In 1996, private insurance plans and consumers paid $552 billion for health care, while Medicare and Medicaid and other government programs paid for $483 billion worth of care. The report projects that in 2007 private spending will exceed $1.15 trillion, while government programs will spend $987 billion.

But the forecasters said their projections assume that the less generous fees to doctors, hospitals, HMOs and home health care will stay in force for the next decade. Many health care providers have launched intense lobbying efforts this year to convince Congress to restore some of the cuts.

Smith said the decline in health spending of the early 1990s, driven mainly by the widespread enrollment of Americans into managed care plans, is shifting partly because managed care has already proven so popular: 85 percent of people in employer-sponsored health plans are in some type of managed care.

"It's our feeling that growth in enrollment can't keep that pace, and that the most dramatic effects on spending come when people first enroll," Smith said.

At the same time, the strong economy and a consumer backlash against managed care are boosting demand for medical services and limiting the ability of HMOs to decide whether care should be covered or who should provide treatment.

The researchers also point to a tight labor market resulting in more people being insured, along with higher wages being paid to health care workers.

However, not all health analysts agree that spending is going to again soar. Jon Gabel, director for survey research at the consulting firm KMPG Peat Marwick, said health care wages have risen below wages in all industries, and that inflation in the private sector has yet to materialize.
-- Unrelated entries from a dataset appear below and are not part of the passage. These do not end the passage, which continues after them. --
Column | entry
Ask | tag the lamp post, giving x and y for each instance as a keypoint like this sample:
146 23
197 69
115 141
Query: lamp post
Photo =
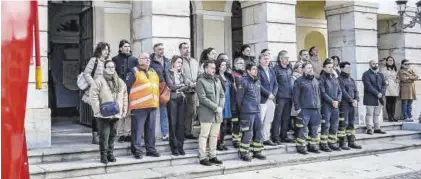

"This is a different health care system than we started out with in 1990, and I don't think the positive influence of managed care is going to be a one-time thing," said Gabel.

A report he prepared with Paul Ginsburg, president of Health System Change, published in the same journal, finds that employer-based health insurance premiums grew by only 3.3. percent this year.

Their study also indicates that both out-of-pocket spending and employee contributions to coverage have been declining over the past two or three years.

While some managed care companies have had trouble growing and pricing their services to make a profit, and could boost premiums to catch up next year, Gabel said he and Ginsburg believe cost growth will be held down by continued improvement in management techniques and continued competition for managed care contracts among providers.

"Health plan managers have not employed all the bitter medicine that they could," Gabel said.